Invoking virtual method in constructor: difference between Java and C++

In Java:

class Base {
public Base() { System.out.println("Base::Base()"); virt(); }
void virt() { System.out.println("Base::virt()"); }
}

class Derived extends Base {
public Derived() { System.out.println("Derived::Derived()"); virt(); }
void virt() { System.out.println("Derived::virt()"); }
}

public class Main {
public static void main(String[] args) {
new Derived();
}
}


This will output

Base::Base()
Derived::virt()
Derived::Derived()
Derived::virt()


However, in C++ the result is different:

Base::Base()
Base::virt() // ← Not Derived::virt()
Derived::Derived()
Derived::virt()


(See http://www.parashift.com/c++-faq-lite/calling-virtuals-from-ctors.html for C++ code)
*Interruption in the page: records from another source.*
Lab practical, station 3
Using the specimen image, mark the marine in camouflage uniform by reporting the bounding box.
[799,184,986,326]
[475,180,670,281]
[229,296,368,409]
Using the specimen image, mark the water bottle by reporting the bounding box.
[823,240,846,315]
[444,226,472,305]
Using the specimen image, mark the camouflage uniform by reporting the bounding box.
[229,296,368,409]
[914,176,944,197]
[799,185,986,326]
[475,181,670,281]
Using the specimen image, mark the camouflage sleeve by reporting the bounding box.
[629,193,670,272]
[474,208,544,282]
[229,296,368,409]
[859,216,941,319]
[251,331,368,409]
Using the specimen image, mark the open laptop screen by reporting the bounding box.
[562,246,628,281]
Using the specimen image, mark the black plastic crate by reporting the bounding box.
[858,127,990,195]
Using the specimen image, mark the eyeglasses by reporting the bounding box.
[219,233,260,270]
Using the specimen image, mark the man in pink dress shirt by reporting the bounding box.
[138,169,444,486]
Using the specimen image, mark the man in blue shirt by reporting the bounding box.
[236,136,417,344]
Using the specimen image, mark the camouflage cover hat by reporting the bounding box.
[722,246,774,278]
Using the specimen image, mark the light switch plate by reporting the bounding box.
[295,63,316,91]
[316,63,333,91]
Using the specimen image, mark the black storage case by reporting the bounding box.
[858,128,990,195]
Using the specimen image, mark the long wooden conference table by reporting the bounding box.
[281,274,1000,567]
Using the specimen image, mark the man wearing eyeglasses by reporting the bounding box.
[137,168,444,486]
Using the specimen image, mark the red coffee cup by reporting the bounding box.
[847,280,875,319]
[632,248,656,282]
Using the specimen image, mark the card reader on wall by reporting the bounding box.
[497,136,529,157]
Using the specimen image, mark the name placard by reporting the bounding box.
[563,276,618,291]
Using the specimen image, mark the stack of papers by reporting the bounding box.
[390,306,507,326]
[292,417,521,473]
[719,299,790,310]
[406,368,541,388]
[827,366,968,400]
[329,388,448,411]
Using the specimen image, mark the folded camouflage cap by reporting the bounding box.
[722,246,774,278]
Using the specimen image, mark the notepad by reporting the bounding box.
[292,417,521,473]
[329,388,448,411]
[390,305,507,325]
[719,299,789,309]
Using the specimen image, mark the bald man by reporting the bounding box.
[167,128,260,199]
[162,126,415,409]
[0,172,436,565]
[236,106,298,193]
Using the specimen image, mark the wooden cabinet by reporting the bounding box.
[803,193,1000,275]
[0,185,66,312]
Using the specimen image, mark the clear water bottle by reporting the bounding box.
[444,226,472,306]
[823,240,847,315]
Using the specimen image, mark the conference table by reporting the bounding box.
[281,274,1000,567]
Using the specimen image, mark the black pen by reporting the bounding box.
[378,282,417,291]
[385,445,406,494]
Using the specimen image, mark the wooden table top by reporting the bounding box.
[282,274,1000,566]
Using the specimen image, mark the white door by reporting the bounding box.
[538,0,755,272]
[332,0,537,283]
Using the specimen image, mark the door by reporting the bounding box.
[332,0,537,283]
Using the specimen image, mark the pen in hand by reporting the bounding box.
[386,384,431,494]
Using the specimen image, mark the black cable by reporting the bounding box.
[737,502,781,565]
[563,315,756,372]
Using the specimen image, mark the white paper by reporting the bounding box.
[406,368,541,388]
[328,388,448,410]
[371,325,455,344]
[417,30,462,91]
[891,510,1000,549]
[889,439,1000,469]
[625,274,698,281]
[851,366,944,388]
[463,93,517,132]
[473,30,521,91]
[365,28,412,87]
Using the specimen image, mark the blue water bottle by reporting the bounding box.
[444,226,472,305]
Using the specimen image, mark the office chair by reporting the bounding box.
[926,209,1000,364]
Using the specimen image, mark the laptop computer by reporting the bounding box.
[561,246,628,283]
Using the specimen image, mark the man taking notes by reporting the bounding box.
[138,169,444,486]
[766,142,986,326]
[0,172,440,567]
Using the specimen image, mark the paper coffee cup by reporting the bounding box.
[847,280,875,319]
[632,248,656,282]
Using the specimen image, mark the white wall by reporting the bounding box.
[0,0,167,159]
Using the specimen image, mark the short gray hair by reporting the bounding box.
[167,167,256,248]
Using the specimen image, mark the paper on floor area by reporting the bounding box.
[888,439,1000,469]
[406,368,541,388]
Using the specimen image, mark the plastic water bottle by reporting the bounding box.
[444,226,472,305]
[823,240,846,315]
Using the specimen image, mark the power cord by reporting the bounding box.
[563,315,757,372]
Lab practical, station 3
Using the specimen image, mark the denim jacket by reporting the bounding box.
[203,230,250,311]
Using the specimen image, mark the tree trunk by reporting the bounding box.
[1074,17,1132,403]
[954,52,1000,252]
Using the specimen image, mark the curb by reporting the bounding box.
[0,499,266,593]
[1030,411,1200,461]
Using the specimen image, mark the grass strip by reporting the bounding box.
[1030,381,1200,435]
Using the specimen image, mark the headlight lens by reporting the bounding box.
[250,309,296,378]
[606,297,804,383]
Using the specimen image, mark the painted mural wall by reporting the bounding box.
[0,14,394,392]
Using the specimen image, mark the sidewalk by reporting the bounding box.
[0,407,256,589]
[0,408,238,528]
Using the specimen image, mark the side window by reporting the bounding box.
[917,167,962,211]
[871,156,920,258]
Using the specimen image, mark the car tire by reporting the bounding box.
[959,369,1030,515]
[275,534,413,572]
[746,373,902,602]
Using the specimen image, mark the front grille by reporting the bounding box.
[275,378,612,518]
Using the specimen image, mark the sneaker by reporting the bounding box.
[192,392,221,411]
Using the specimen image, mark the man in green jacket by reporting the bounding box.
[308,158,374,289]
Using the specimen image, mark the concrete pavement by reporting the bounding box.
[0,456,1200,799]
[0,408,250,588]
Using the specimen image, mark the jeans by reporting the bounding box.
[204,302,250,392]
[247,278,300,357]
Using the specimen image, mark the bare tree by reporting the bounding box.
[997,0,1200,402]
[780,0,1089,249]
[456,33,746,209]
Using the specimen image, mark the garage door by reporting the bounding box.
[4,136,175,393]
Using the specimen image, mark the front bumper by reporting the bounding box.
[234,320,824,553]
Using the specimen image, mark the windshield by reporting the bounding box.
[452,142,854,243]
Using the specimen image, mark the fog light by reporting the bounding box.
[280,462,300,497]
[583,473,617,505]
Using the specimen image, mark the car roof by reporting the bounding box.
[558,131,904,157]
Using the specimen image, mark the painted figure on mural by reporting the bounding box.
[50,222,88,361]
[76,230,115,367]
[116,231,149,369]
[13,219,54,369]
What causes such a difference between Java and C++? Is it the time when vtable is initialized?

EDIT: I do understand Java and C++ mechanisms. What I want to know is the insights behind this design decision.

Answer

Both approaches clearly have disadvatages:

  • In Java, the call goes to a method which cannot use this properly because its members haven’t been initialised yet.
  • In C++, an unintuitive method (i.e. not the one in the derived class) is called if you don’t know how C++ constructs classes.

Why each language does what it does is an open question but both probably claim to be the “safer” option: C++’s way prevents the use of uninitialsed members; Java’s approach allows polymorphic semantics (to some extent) inside a class’ constructor (which is a perfectly valid use-case).